A dangerous myopia
The standard study of bilateral relations between India and the United States labelled them as ‘estranged democracies’” The good news is that the two countries have moved far beyond that description. Today, relations are marked by a degree of common purpose and regular interaction at numerous policy levels that would have been unthinkable a decade ago — evidenced by the present four-day visit of US Vice-President Joe Biden. The bad news is that this does not mean New Delhi and Washington see the world completely alike. A number of sources of friction now bedevil the relations. At a certain level this is only normal when two large, independent-minded countries work together on dozens of different topics. But, in the present circumstance, it tells something about the attitude of those in power in both countries.
The most obvious geopolitical difference between the two countries is a growing divergence on handling the fallout of the US military withdrawal from Afghanistan. India would prefer the US to lead the world in backing the Kabul government to fight off the Taliban insurgency. The Obama administration has preferred to buy the line peddled by Pakistan and is armtwisting Afghan President Hamid Karzai into seeking a political settlement with the Taliban. Such big picture issues are important. They generate the political pressures from above to ensure a relationship does not get bogged down in bureaucratic minutiae and micro-disputes. It says something about how things have changed that despite open differences on Pakistan, the Indo-US relationship continues to sail on smoothly. It is noticeable that India and the US remain on the same page almost everywhere else in the world, especially in East and Southeast Asia.

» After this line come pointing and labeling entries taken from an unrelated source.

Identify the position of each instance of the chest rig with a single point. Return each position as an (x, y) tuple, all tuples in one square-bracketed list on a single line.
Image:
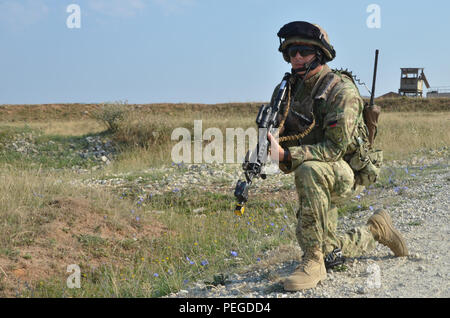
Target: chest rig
[(302, 116)]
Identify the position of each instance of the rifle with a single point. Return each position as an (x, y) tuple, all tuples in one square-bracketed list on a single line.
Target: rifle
[(371, 111), (254, 161)]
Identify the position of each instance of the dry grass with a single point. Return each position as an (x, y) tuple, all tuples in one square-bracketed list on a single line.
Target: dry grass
[(60, 127), (49, 221), (403, 133)]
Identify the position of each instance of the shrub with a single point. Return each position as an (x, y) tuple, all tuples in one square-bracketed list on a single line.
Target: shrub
[(111, 114)]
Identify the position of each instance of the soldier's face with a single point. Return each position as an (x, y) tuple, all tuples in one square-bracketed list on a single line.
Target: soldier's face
[(299, 61)]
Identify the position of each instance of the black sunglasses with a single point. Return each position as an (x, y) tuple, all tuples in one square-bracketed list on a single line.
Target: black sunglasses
[(304, 50)]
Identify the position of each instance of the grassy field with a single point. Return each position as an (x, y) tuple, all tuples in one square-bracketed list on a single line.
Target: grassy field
[(129, 241)]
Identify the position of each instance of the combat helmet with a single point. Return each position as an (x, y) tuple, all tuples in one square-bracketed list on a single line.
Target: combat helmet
[(305, 32)]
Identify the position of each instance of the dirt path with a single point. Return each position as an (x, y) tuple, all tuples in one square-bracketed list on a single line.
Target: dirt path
[(419, 210)]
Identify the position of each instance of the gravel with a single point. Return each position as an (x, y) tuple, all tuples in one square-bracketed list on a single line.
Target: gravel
[(419, 211)]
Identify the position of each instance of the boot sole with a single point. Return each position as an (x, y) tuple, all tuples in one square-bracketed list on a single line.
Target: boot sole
[(383, 214), (288, 286)]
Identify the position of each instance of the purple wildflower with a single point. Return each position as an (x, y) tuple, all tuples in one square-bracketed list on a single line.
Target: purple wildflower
[(204, 263)]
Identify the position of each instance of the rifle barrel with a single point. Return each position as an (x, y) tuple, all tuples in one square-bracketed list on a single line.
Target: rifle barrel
[(372, 95)]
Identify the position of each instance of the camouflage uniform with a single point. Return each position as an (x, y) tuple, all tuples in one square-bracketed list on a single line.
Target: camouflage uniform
[(322, 177)]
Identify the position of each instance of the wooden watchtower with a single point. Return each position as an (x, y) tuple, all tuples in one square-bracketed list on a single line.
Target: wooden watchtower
[(411, 82)]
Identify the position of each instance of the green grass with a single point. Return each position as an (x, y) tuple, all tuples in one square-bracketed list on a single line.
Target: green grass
[(136, 244)]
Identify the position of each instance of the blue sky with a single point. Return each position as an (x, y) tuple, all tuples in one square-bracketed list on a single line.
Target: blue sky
[(202, 51)]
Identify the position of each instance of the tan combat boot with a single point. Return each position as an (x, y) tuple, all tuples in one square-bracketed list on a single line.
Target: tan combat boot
[(308, 273), (380, 224)]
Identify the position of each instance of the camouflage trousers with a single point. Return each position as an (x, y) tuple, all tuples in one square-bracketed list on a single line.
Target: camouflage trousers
[(320, 186)]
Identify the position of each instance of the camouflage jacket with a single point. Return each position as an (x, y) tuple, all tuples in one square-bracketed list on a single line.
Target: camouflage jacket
[(332, 99)]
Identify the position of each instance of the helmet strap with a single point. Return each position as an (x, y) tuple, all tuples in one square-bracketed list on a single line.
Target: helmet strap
[(307, 67)]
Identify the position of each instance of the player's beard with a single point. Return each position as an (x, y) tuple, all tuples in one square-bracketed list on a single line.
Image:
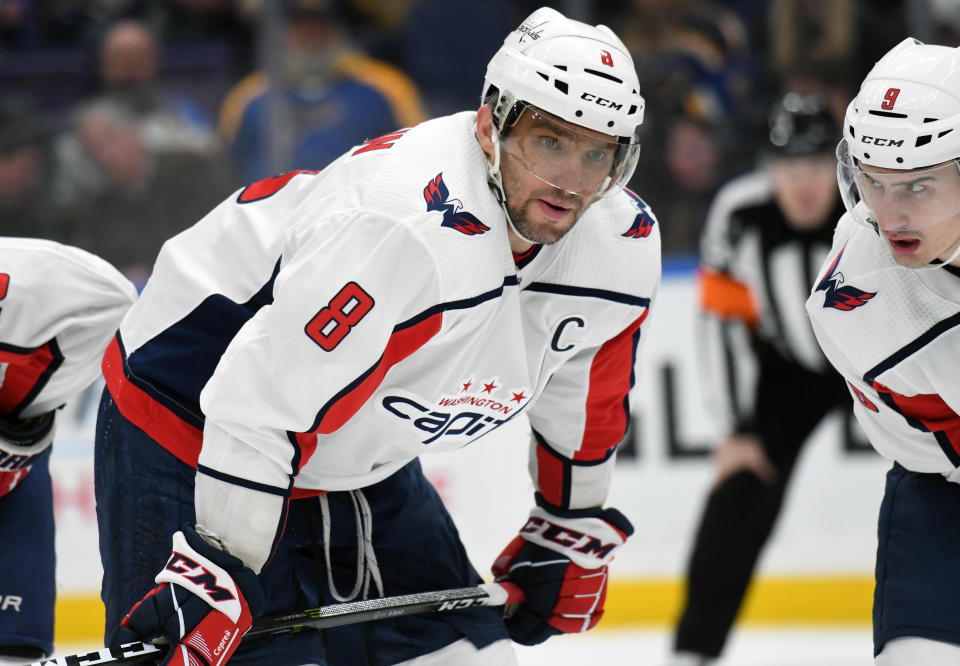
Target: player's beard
[(534, 225)]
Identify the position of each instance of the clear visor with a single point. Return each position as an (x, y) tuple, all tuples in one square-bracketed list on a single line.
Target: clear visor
[(569, 157), (898, 200)]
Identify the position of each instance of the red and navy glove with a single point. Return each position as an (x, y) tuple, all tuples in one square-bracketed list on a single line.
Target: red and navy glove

Where the relationship has started to fray is on the economic side. India has lost much of the goodwill it once had in the US Congress as a consequence. This means Indo-US ties are now much more transactional than in the past. Both sides are also increasingly short-sighted in their policies. India passed a foolish civil nuclear liability law. Washington, on the other hand, may soon pass restrictions on Indian software service firms that would cripple an industry that iconically represents the entire bilateral relationship. Getting the White House and Racecourse Road to take a more personal interest in preserving the relationship from this sort of myopia is now the greatest challenge facing the two countries.